If you’re running FreePBX Distro then I recommend you do not install the version of phpmyadmin included, especially if the system is accessible over the Internet.

This current version of phpmyadmin included (as of 15/8/11) is 2.11.9.6 –

Name       : phpmyadmin
Arch       : noarch
Version    : 2.11.9.6
Release    : 1.el5.rf
Size       : 4.2 M
Repo       : pbx

and this is vulnerable to at least the following exploits –

http://web.nvd.nist.gov/view/vuln/detail?vulnId=CVE-2010-3055

http://web.nvd.nist.gov/view/vuln/detail?vulnId=CVE-2011-0987

http://web.nvd.nist.gov/view/vuln/detail?vulnId=CVE-2011-0986

http://web.nvd.nist.gov/view/vuln/detail?vulnId=CVE-2010-3056

It looks like the version of phpmyadmin included with the FreePBX Distro was pulled from rpmforge a while back, but is now out of date.

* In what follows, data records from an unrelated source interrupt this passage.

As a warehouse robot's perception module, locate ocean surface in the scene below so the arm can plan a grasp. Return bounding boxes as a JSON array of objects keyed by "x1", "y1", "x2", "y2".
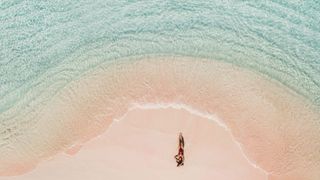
[
  {"x1": 0, "y1": 0, "x2": 320, "y2": 178},
  {"x1": 0, "y1": 0, "x2": 320, "y2": 113}
]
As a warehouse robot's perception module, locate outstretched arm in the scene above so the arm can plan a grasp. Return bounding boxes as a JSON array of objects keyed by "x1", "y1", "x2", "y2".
[{"x1": 179, "y1": 133, "x2": 184, "y2": 148}]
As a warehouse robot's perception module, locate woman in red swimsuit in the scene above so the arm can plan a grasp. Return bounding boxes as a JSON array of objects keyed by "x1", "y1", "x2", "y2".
[{"x1": 174, "y1": 133, "x2": 184, "y2": 167}]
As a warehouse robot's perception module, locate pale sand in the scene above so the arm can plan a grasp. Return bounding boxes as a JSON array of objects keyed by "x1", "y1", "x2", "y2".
[
  {"x1": 0, "y1": 57, "x2": 320, "y2": 180},
  {"x1": 0, "y1": 108, "x2": 267, "y2": 180}
]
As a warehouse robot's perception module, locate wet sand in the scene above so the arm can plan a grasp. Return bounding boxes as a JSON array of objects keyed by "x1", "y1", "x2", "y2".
[
  {"x1": 0, "y1": 57, "x2": 320, "y2": 180},
  {"x1": 3, "y1": 108, "x2": 267, "y2": 180}
]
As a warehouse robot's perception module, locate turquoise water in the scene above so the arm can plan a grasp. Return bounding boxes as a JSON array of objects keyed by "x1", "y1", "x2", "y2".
[{"x1": 0, "y1": 0, "x2": 320, "y2": 114}]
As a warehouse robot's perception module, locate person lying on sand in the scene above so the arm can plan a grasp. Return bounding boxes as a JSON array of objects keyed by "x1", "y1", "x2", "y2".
[{"x1": 174, "y1": 133, "x2": 184, "y2": 167}]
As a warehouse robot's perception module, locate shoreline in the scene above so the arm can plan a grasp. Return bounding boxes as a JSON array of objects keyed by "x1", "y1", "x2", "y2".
[{"x1": 0, "y1": 57, "x2": 318, "y2": 179}]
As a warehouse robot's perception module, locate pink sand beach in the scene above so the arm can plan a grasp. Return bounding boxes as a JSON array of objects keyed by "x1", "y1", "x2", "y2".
[
  {"x1": 4, "y1": 108, "x2": 267, "y2": 180},
  {"x1": 0, "y1": 57, "x2": 320, "y2": 180}
]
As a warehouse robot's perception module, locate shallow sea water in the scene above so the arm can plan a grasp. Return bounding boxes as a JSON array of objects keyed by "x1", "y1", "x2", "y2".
[{"x1": 0, "y1": 0, "x2": 320, "y2": 179}]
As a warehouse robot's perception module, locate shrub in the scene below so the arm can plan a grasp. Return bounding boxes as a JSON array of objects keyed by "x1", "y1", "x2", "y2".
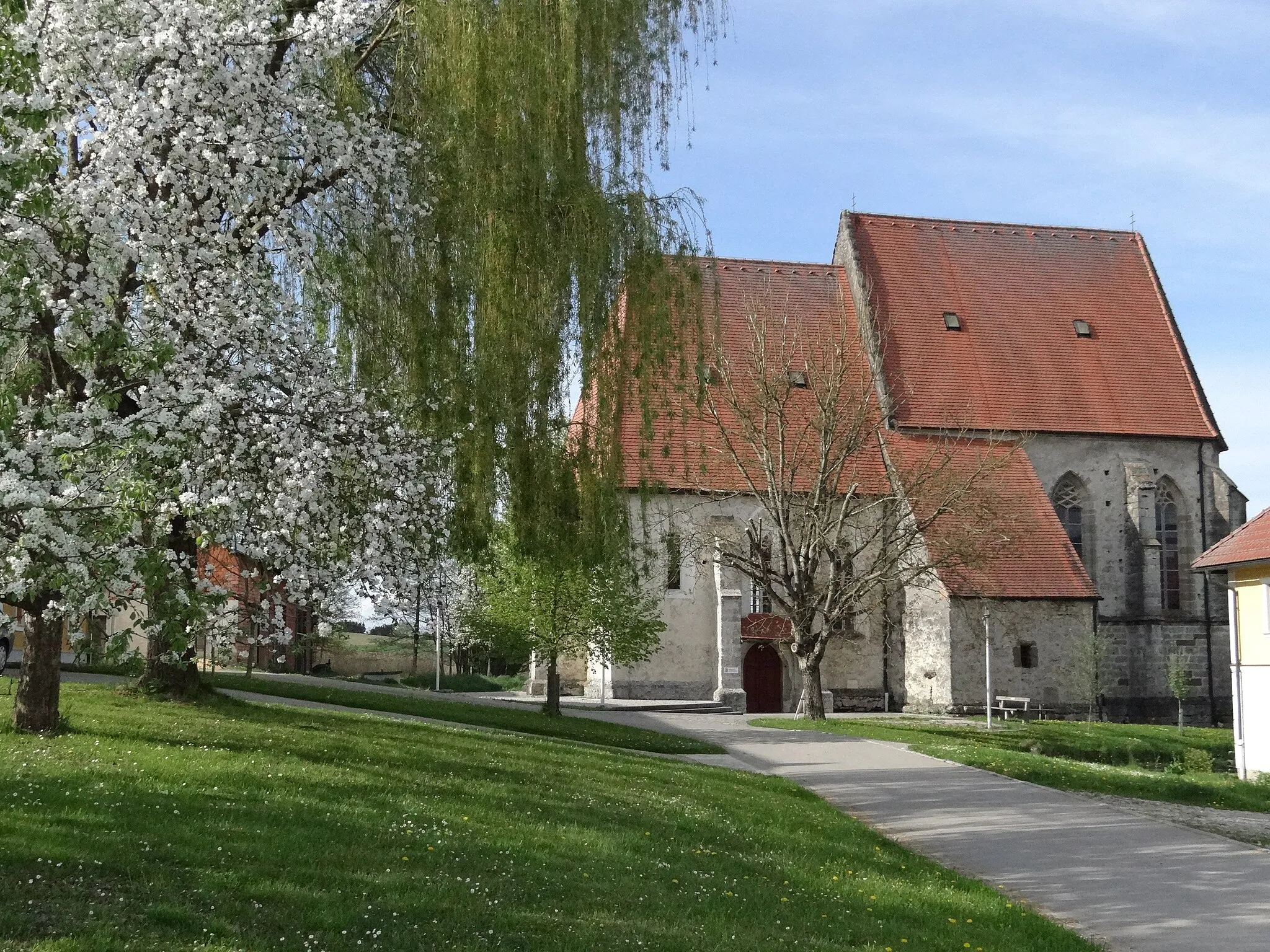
[{"x1": 1183, "y1": 747, "x2": 1213, "y2": 773}]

If you want/need to install phpmyadmin I suggest getting it from there (or install from source, but make sure you keep it up to date!) –

Name       : phpmyadmin
Arch       : noarch
Version    : 2.11.11.3
Release    : 2.el5.rf
Size       : 4.2 M
Repo       : rpmforge

The default advice remains the same though – take every effort to restrict who can get access to the web interface of any servers.

This information only affects FreePBX Distro (not FreePBX itself) and no SysAdminMan VPS customers are affected.